Imaging:
The patient’s right shoulder was scanned with magnetic resonance imaging
(MRI) ten months prior to the injury because of chronic shoulder pain
lasting for two years. At that point, the range of motion was normal.
The MRI study showed intact rotator cuff, but degenerative cystic
changes and bone marrow edema at the supraspinatus insertion were
believed to result of chronic tractional forces. In addition, there were
edematous changes at the posteroinferior part of the glenoid joint and
the inferior glenohumeral ligament, probably due to a soft tissue injury
to the capsule. The protocol covered the right proximal latissimus dorsi
and the teres major in the coronal and sagittal planes, but there were
no pathological changes in that area.
The patient was scanned again ten months later, one week post-injury.
The MRI was performed as a standard shoulder protocol with a proton
density fat-saturated sequence (PD fat sat) in all three planes, coronal
T2 and sagittal T1. However, the technician added ten more axial slices
because of soft tissue edema seen below the shoulder joint, covering 12
cm in the craniocaudal direction (standard coverage in the current
shoulder MRI protocol is 9 cm) (Fig. 7a and b).
The scanner used for these two first MRI scans was an older model (1.5T
GE Optima MR 360).
Despite some movement artifacts, the MRI showed extensive hematoma and
edema in the soft tissues medial and anterior to the right proximal
humerus, below the level of the subscapularis muscle and the axillary
neurovascular bundle. The hematoma continued dorsally between the muscle
belly of the proximal triceps laterally and the latissimus dorsi
medially. The hematoma along the humerus measured 5 x 3 x 1.5 cm, and in
this area a completely ruptured and avulsed tendon of the latissimus
dorsi was identified, retracted 1.5-2.5 cm from its original attachment.
The teres major, normally having a shorter tendinous attachment than the
latissimus dorsi, was partially torn at its insertion at the proximal
humerus. There was extensive edema in the bellies of both muscles near
the musculotendinous junction, particularly in the latissimus dorsi,
which had extensive muscle fiber defects and intramuscular hematoma
(Fig. 8a-d).
The right shoulder was imaged again on three additional occasions with a
1.5T Siemens Aera MRI scanner:
- Seven weeks post-injury the hematoma was largely resorbed, but a small
amount of fluid along the now 4 cm retracted tendon of the latissimus
dorsi remained. The attachment of the muscles to the humerus was not
possible to identify, apart from probably a small remaining teres
major component. (Fig. 9a and 9b)
- Eleven weeks post-injury, some edema along the course of the teres
major and latissimus dorsi was seen, but no hematoma. The ruptured end
of the latissimus dorsi was, in both this and the previous scan,
somewhat thickened and maybe scarred, and there was slight edema in
the myotendinous junction (Fig. 10a-c). In contrast to the initial
post-traumatic MRI, a subdeltoid bursitis and a partial rupture of the
infraspinatus tendon attachment were visible.

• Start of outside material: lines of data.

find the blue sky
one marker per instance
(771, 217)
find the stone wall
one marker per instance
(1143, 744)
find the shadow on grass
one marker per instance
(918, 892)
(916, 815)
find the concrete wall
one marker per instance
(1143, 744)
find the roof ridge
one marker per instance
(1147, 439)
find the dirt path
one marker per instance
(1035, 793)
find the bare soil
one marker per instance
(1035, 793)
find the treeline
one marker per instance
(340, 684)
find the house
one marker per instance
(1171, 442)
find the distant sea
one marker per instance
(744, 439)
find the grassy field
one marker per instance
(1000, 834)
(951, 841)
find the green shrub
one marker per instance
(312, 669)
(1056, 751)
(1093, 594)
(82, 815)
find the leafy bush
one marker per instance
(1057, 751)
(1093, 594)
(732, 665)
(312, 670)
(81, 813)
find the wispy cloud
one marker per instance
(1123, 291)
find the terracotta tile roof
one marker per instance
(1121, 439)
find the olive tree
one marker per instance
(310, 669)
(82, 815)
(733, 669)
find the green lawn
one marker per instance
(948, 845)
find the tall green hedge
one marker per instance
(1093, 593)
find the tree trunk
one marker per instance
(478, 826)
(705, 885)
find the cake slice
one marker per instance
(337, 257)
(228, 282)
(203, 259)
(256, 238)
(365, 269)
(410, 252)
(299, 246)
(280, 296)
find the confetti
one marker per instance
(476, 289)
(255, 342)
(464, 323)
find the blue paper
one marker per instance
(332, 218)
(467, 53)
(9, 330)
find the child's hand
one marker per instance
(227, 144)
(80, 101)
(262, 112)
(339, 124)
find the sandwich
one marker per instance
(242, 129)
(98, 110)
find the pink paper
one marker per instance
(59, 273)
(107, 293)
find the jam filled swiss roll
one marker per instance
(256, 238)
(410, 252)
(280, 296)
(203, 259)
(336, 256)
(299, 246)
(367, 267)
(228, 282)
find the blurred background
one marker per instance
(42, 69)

- Thirty-eight weeks post-injury, the hematoma and edema were completely
resorbed. Some scar tissue had formed at the musculotendinous
junction. Even though parts of the muscle could now be seen connecting
to the humerus, the tendon and the distal muscle fibers were thin and
slender compared to the left side and the imaging before the injury
(Fig. 11a-d) (Fig. 12a and b (left side)).